The Olive vision is based on three central ideas that were developed at CMU and IBM Research.

  • The first idea is a technique for efficiently delivering the state of a VM image over the Internet. This makes it practical for a VM library to only provide archival services, and allow users of the library to provide the infrastructure (e.g. server, laptop, or cloud) on which the VM images are executed. it also allows users to interact with the executing VM at a higher fidelity and performance within their local environment despite using a central library for access to the VM image data.
  • The second idea is a technique for indexing and searching VM image contents, based on locality sensitive hashing and search-by-example algorithms that rely on signature matching rather than human-specified metadata to identify what software exists in what images. This makes it practical to efficiently build and update a searchable catalog of software components contained within VM images contributed by a diversity of sources.
  • The third idea is a technique for incrementally composing a VM image, so that one user of a VM image library can extend the image published by another user, instead of creating a full VM image from scratch. In addition to making it simpler for users to contribute new content into the library, this capability allows provenance tracking for legal and security purposes, and version-control for purposes of recovery and rollback.

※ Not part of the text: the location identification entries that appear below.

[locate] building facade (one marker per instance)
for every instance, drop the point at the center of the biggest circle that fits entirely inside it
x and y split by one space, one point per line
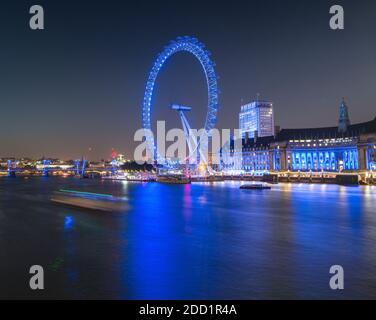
256 118
344 148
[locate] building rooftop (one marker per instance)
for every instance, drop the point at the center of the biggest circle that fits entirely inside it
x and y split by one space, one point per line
327 132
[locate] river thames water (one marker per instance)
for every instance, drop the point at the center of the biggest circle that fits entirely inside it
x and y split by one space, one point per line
198 241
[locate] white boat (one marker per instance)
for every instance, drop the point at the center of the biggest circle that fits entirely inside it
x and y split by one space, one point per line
173 179
255 187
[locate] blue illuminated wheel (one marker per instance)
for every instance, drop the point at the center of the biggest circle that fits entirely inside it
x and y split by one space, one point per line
193 46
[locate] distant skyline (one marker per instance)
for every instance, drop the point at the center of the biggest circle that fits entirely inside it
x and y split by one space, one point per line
79 83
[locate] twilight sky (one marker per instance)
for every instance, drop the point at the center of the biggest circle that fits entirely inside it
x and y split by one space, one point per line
80 82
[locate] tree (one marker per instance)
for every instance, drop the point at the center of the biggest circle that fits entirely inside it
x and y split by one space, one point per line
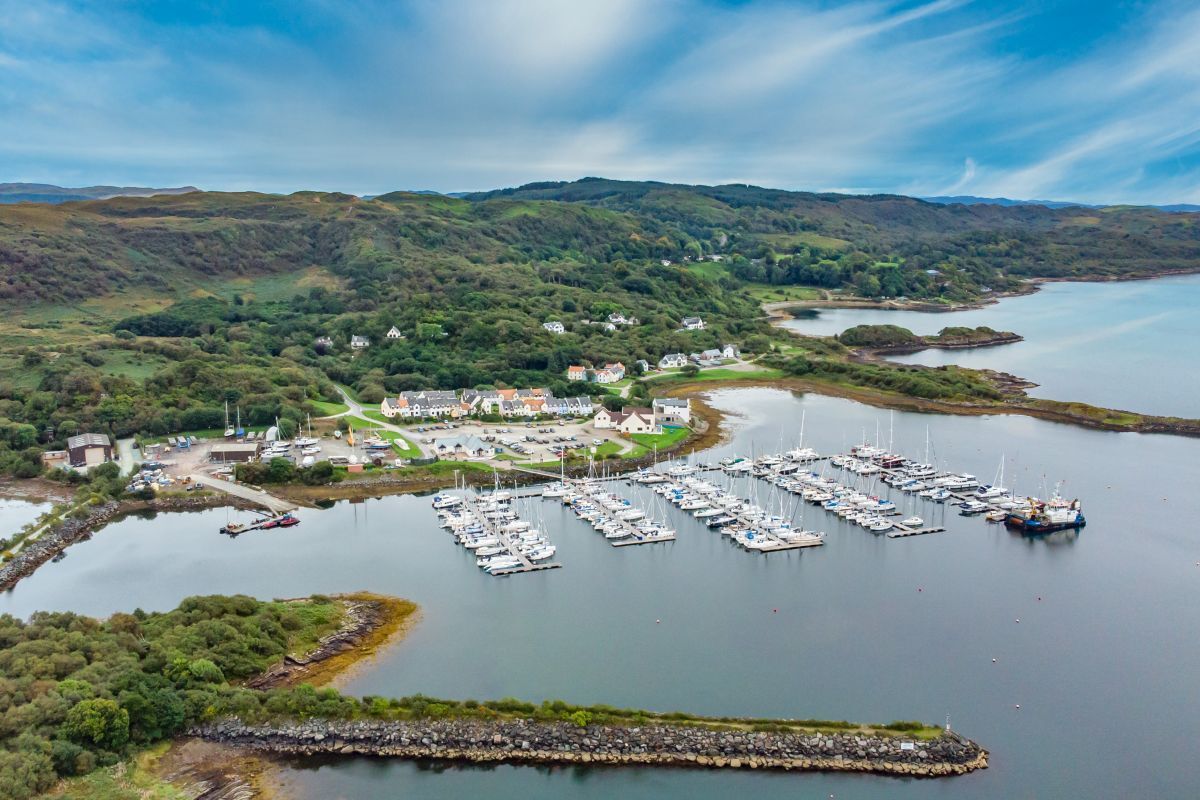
100 722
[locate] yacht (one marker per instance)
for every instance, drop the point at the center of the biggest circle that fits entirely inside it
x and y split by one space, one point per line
445 501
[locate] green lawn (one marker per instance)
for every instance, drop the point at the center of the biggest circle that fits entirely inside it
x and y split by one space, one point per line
329 409
720 373
131 364
711 270
645 443
405 447
372 414
769 293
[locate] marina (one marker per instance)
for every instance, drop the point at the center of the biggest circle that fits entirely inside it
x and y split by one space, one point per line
487 525
717 609
621 522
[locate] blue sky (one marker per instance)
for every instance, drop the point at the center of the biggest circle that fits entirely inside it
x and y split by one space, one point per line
1084 101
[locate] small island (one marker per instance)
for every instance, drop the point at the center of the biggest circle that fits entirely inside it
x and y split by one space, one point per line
893 338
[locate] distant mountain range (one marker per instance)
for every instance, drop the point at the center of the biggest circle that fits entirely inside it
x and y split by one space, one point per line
51 193
970 199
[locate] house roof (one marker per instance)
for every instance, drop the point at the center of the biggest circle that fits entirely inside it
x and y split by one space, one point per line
88 440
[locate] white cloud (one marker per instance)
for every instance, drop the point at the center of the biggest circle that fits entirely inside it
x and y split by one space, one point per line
473 94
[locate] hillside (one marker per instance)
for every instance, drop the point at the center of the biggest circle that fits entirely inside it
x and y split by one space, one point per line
888 245
148 314
51 193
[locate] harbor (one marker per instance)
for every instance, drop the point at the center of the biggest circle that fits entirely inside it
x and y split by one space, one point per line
489 527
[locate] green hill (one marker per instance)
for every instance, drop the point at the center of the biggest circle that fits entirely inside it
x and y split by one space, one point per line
149 313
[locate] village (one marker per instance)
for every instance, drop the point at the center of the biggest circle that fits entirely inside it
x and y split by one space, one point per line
497 428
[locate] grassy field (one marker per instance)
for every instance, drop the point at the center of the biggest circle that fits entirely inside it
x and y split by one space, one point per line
803 239
372 414
711 270
768 293
645 443
315 619
131 364
405 447
132 780
719 373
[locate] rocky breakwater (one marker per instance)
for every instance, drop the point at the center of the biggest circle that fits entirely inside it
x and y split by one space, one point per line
651 745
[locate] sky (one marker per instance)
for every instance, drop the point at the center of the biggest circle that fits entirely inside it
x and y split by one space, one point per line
1091 101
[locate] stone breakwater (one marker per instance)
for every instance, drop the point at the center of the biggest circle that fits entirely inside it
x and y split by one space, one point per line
652 745
73 529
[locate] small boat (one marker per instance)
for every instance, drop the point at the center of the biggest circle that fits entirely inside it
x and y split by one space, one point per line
972 507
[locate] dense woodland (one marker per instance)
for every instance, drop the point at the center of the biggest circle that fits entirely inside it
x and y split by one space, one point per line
77 693
241 284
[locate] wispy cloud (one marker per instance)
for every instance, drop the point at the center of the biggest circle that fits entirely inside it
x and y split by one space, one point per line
365 95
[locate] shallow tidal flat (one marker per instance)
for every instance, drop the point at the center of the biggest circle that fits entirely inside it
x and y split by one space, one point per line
1116 344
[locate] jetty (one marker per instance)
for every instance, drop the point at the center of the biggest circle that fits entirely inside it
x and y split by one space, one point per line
490 516
606 512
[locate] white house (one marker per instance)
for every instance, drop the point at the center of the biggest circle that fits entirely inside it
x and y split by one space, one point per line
421 404
610 374
672 360
670 410
465 447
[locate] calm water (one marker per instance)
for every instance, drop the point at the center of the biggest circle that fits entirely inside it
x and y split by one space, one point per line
1103 661
16 515
1127 346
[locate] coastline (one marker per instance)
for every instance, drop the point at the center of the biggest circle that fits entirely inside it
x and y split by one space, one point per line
373 623
1050 410
775 310
72 529
652 744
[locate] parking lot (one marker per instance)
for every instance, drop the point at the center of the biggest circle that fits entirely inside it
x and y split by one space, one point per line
537 441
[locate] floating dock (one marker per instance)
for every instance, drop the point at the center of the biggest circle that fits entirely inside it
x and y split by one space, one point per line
507 540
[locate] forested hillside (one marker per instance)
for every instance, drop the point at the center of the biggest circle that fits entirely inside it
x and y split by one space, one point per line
149 314
887 245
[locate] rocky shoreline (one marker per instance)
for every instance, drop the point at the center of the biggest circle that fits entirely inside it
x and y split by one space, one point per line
933 343
528 741
72 530
365 615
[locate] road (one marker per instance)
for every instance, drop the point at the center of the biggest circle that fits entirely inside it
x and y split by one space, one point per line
358 410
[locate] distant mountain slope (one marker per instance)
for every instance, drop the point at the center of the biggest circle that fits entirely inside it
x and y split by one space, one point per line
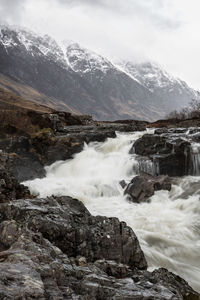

While the vision of a library for executable content has been a long-standing one, it is the integration of these three capabilities that make this vision both practical and useful. In a workshop held at IBM in 2011, several key scientists, researchers, and faculty at different universities and institutions working on digital archiving gathered together to view a demonstration of these capabilities. The plan to build Olive - a public domain library for executable content in the form of VM images - grew out of that meeting.

IBM Research - CMU Collaboration

Around 2006, IBM Research recognized that as virtualizaiton technologies become ubiquitous and large scale virtualized datacenters and clouds emerge, VM images would become valuable objects. Vas Bala and his team at IBM Research began exploring technologies for offline introspection and maintenance of VM images.

Meanwhile, a CMU team led by Professor Mahadev Satyanarayanan was developing techniques for streaming VM images over the Internet using a system called Internet Suspend/Resume®.

The IBM Research team thought that combining CMU's image streaming technology with IBM's image introspection technology had the potential to change the way people create, share, deploy and maintain software environments, and transform the way virtualized/cloud data centers of the future are designed. The IBM Research and CMU teams started a formal collaboration in 2009 to jointly explore new ways to work with VM images.

Another CMU project in Satya's team, OpenDiamond®, was exploring techniques for scalable search of large picture collections. Vas and Satya soon realized that by treating VM images similar to JPEG pictures, signature-based matching algorithms can be used to efficiently search for arbitrary patterns (e.g. representing the installed state of a PacMan game, a specific OS configuration, or even the presence of malware) over a large corpus of VM images. The VMFind algorithm was the first outcome of the IBM Research - CMU collaboration. ISR and VMFind would eventually become key parts of the technology foundation necessary for Olive.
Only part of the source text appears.